This article was written by Francoise Collanges

My MA project involves making a copy of elements of a mid-19th century electro-mechanical clock in order to see what the process could bring to conservation as a research tool.

One question was how the clock was originally powered and would it be possible to reproduce this today? Research revealed that power was supplied from a type of cell invented in 1836 by John Frederick Daniell, who gave it itsname.

The next questions were: how was the Daniell cell constructed, would it produce a constant enough current for reliable operation of the clock and would the voltage be similar to a contemporary cell? With the support and collaboration of two other West Dean Clocks Programme students, Jonathan Butt and Kenneth Cobb, materials were gathered.
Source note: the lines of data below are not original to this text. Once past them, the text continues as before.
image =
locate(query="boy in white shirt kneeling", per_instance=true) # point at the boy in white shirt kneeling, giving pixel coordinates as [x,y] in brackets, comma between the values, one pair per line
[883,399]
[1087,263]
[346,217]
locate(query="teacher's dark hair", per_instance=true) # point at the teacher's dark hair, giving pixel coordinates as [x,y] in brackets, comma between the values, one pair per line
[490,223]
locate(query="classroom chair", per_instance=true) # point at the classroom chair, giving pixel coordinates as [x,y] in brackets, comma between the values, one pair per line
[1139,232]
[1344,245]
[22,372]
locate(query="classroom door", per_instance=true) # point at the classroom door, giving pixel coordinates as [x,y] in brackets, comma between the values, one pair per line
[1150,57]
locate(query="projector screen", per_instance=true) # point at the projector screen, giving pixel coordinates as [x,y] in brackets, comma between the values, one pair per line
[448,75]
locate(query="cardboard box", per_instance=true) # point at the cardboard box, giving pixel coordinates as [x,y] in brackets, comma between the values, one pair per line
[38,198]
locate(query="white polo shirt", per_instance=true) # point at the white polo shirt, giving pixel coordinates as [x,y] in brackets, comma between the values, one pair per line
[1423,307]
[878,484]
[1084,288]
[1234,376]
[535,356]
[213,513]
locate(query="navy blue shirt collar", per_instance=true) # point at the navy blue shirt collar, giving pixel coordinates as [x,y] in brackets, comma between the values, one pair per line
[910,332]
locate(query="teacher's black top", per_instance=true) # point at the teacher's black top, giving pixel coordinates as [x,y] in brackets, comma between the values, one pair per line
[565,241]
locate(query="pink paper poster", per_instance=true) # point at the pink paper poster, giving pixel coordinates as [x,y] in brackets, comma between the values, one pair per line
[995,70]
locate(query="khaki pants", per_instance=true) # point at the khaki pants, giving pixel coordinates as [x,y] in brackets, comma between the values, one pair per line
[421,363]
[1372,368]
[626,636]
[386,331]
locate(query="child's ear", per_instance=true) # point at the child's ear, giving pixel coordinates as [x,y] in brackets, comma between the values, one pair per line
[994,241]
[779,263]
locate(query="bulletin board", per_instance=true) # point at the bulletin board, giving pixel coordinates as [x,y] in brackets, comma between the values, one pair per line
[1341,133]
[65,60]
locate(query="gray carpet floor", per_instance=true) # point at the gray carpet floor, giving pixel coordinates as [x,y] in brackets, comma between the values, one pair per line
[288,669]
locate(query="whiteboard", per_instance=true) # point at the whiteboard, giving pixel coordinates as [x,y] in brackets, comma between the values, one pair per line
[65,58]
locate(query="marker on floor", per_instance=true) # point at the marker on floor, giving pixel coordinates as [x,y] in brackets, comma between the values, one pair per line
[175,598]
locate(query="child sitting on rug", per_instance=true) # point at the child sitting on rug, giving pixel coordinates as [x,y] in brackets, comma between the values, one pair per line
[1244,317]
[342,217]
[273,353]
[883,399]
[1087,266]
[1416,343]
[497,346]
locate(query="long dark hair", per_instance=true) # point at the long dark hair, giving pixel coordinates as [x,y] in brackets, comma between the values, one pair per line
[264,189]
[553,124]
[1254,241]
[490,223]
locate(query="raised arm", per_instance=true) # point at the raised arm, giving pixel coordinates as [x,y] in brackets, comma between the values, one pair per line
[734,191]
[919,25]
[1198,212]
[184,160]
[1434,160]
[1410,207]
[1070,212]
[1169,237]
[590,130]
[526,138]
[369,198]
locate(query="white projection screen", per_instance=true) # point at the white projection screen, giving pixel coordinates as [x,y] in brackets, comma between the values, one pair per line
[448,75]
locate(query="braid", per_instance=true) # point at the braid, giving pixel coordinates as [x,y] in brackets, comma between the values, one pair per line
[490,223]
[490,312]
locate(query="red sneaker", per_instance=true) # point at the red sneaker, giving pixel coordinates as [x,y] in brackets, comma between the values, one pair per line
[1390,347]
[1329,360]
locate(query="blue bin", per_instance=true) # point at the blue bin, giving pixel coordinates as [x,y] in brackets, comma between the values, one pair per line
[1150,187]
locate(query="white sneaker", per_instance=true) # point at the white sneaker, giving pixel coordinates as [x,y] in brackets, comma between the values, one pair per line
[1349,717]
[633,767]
In order to re-create a Daniell cell, the following was needed:

The-Kit
The apparatus for recreating the Daniell cell
  • A porous vase (kindly provided by Alison Sandeman, West Dean pottery tutor).
  • A zinc anode (as typically still used for boat protection).
  • A copper pipe.
  • Sulphuric acid solution.
  • Copper sulphate.
  • A glass Kilner jar.
Gathering-data
Gathering data
The-Cell
The assembled cell

As soon as the sulphuric acid was added, the reaction started – the solution inside the vase started to fume and bubble and the cell produced current at its maximum voltage of about one volt. The cell worked constantly for five days (before the porous vase collapsed), with only minor intermittent drops in output (0.2 volts). During this time, the solution level within the vase dropped to almost half, copper crystals formed on the surface and thick crystals were visible at the bottom of the glass jar.

So we successfully made and tested a cell as it may have been made in 1836. Even with testing and research far from finished, it can already be said that:

  • this clock was powered with a voltage even less than a modern 1.5 volt battery.
  • it did not draw a huge amount of current from the cell, so the life length of the cell should have been of several days at least.

Furthermore, these results suggest that early electric clock systems were used in a different way from how we generally perceive them today.